KUALA LUMPUR, Sept 14 — As Malaysia strives to be a high-income nation with high technology and Industrial Revolution 4.0 adoption, investments must be supported with policies to support the workforce, especially high-skilled labour, said economists.
Independent economic analyst Prof Emeritus Dr Zakariah Abdul Rashid said Malaysia’s foreign direct investments (FDI) in the first half (1H) of 2021 was commendable and reflected that the economic cycle of investing in the country has returned.
In 2020, total investments approved declined 22.4 per cent at RM164.0 billion, from RM211.4 billion in 2019, weighted by the impact of weak global demands due to the COVID-19 pandemic and the movement control order (MCO), according to data by the Malaysian Investment Development Authority (MIDA).
In 2018 and 2017, it stood lower at RM201.7 billion and RM200.6 billion, respectively, MIDA added.
However, Zakariah said that while it may augur well for Malaysia to have a sustainable economic recovery, more is needed to be done for the country to achieve its goal of becoming a high-level income economic status.
Based on a recent statement by the Ministry of International Trade and Industry (Miti), 367 manufacturing projects worth RM66.9 billion were approved during H1 2021 and the projects are expected to create 32,220 job opportunities in various positions and roles, leading on the path for high-value and skilled employment.

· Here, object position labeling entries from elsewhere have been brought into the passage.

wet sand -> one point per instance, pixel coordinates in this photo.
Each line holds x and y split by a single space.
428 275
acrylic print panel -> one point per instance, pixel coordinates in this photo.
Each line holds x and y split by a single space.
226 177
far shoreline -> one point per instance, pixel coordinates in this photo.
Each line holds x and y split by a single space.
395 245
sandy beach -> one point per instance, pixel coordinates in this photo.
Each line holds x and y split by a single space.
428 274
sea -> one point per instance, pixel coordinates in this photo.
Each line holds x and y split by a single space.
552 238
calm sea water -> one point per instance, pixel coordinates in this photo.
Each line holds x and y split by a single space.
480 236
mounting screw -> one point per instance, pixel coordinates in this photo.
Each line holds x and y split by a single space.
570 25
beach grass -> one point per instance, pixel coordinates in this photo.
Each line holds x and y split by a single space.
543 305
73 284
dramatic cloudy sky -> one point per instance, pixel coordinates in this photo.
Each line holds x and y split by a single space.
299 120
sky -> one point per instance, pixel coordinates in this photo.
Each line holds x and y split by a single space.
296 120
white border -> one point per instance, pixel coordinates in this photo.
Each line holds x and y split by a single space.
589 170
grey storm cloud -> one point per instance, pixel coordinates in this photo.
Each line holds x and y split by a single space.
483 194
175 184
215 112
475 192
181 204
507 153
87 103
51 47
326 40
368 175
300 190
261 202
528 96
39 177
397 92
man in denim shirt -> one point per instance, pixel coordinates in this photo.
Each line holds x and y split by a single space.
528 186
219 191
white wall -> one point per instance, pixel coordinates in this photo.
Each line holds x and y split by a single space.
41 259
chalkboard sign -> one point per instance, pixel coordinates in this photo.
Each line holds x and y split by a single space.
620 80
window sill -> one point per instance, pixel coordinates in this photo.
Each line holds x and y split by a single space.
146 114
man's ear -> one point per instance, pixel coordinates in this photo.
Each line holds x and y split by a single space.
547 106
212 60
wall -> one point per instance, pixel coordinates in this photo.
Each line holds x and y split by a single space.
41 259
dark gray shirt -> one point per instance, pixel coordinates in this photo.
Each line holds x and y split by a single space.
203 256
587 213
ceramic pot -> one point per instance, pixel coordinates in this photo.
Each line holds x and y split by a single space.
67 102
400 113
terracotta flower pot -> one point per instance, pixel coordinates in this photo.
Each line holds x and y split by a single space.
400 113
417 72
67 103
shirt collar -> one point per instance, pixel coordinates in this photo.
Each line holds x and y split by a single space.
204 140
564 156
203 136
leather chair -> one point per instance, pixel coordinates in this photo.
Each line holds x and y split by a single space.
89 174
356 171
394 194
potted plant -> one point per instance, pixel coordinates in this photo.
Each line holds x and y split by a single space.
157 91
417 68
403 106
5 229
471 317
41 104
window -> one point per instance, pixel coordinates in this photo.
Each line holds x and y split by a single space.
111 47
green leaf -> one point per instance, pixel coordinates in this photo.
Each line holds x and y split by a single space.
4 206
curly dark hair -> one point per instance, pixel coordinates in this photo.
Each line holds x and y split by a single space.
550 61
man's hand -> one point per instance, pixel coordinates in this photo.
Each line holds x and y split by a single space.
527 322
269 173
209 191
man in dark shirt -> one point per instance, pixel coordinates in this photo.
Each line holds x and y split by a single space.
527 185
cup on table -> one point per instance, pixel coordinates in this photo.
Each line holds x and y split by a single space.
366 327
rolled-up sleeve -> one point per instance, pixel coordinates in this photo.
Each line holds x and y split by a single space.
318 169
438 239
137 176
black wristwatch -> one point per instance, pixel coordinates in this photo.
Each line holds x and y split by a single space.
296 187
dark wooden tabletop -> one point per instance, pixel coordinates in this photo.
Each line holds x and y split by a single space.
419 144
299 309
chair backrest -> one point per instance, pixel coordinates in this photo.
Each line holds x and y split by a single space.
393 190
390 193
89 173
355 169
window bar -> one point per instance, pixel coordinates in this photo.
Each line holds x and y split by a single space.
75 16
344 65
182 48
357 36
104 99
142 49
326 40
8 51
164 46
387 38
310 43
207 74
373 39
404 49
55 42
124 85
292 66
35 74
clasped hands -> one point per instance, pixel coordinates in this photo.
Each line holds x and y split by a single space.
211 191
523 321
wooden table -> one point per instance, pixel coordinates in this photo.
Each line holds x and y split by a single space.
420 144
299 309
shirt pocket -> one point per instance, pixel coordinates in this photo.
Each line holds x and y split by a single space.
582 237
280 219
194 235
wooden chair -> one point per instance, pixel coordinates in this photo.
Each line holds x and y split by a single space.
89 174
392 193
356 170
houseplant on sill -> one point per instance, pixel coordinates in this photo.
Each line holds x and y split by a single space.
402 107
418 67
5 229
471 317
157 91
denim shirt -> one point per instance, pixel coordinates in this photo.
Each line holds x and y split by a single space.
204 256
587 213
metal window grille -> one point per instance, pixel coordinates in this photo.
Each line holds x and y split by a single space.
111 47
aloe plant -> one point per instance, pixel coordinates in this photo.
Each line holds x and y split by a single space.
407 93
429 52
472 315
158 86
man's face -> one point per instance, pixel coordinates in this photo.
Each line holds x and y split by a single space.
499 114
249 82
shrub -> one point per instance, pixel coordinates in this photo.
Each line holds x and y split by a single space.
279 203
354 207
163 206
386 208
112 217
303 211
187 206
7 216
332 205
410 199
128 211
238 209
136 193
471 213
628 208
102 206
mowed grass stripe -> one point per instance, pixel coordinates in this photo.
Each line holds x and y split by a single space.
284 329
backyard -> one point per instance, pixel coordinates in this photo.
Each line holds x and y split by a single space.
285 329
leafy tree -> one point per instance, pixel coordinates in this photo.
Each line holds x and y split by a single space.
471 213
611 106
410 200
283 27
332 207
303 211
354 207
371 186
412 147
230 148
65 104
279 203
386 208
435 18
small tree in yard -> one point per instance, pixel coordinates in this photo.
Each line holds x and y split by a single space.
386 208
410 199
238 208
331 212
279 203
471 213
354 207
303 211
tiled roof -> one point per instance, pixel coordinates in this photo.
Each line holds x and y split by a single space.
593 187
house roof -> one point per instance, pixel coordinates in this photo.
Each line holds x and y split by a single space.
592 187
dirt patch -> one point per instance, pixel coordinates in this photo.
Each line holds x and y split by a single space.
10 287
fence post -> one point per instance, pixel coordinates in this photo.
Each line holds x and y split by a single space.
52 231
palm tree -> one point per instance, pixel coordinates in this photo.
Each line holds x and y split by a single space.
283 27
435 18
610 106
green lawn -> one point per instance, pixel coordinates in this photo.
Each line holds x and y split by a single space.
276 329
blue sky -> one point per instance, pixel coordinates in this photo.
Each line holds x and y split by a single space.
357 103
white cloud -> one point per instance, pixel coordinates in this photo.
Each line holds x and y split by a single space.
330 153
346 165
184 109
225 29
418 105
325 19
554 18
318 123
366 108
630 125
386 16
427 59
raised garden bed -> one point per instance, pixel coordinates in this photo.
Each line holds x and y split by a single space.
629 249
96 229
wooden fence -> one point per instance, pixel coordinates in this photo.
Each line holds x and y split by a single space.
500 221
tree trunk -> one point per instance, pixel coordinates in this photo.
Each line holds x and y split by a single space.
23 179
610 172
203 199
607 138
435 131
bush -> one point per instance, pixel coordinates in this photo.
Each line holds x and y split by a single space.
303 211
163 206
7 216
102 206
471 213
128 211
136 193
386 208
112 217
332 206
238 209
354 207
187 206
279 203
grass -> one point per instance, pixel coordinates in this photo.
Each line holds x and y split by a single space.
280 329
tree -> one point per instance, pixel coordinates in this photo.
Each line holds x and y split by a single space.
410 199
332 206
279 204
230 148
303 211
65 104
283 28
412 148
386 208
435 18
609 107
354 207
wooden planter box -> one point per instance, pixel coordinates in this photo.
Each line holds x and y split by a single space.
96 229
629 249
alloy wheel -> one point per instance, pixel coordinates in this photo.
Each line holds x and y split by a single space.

Zakariah opined that although the statement mentioned that it would create 1,367 managerial positions, 4,031 technical professionals and 4,144 skills craftsmen, there was no indication for the remaining 22,678 positions out of the 32,220 job opportunities.
“This represents 70.38 per cent (22,678 positions) which could either mean low skilled or unskilled positions.
“With only a ratio of 30 per cent ratio going into the high skill positions, it will be a constant challenge to transform our economy, thus hindering the country from achieving the target of a high-income status country by 2030,” he said.
According to the Statistics Department, in 2019, Malaysia’s share of high skill employment (those who are employed in managerial, professional or technical roles) is at 27.5 per cent, while the share of semi-skill workers stood at 60.1 per cent and the share of low-skill employment at 12.4 per cent.
Zakariah said to become a high-income nation, the country must work towards reaching at least 50 per cent of a high skilled workforce.
However, the level of below 30 per cent high skill workforce in Malaysia has stayed on for about 15 years and this needs to buck up, he said.
“When we aspire to be a developed nation, we drafted development plans like the 12th Malaysia Plan (RMK12) and Shared Prosperity Vision 2030.
“We also want to join the Organisation for Economic Co-Operation and Development (OECD) club, whose high skilled labour ratio is much higher than ours, therefore, we should benchmark the OECD and make it as our targeted ratio in our plan for the future,” Zakariah added.
Meanwhile, Kenanga Investment Bank head of Economic Research Wan Suhaimie Saidie said the FDI surge in Malaysia for 1H 2021 provides a glimmer of hope but it is still early days as most of these approvals have yet to be fully committed.
During an economic slowdown, he said the rate of implementation could be affected as it could delay real capital commitments plus investors could change their minds based on business and political risk factors.
“Most of the investment applications might have been received before the pandemic and political situation might have been different then,” said Wan Suhaimie.
Quality of investments is another factor that has to be taken into account as well as what are the key sectors that would add long-term value to the economy.
“Most importantly it should generate high-quality jobs as opposed to low paying manufacturing jobs that are usually taken by low skilled foreign workers,” he said.
For H1 2021, Malaysia’s total approved investments recorded RM107.5 billion of FDI and domestic direct investments (DDI) in the manufacturing, services and primary sectors, chalking up a massive jump of 69.8 per cent compared to the same period last year.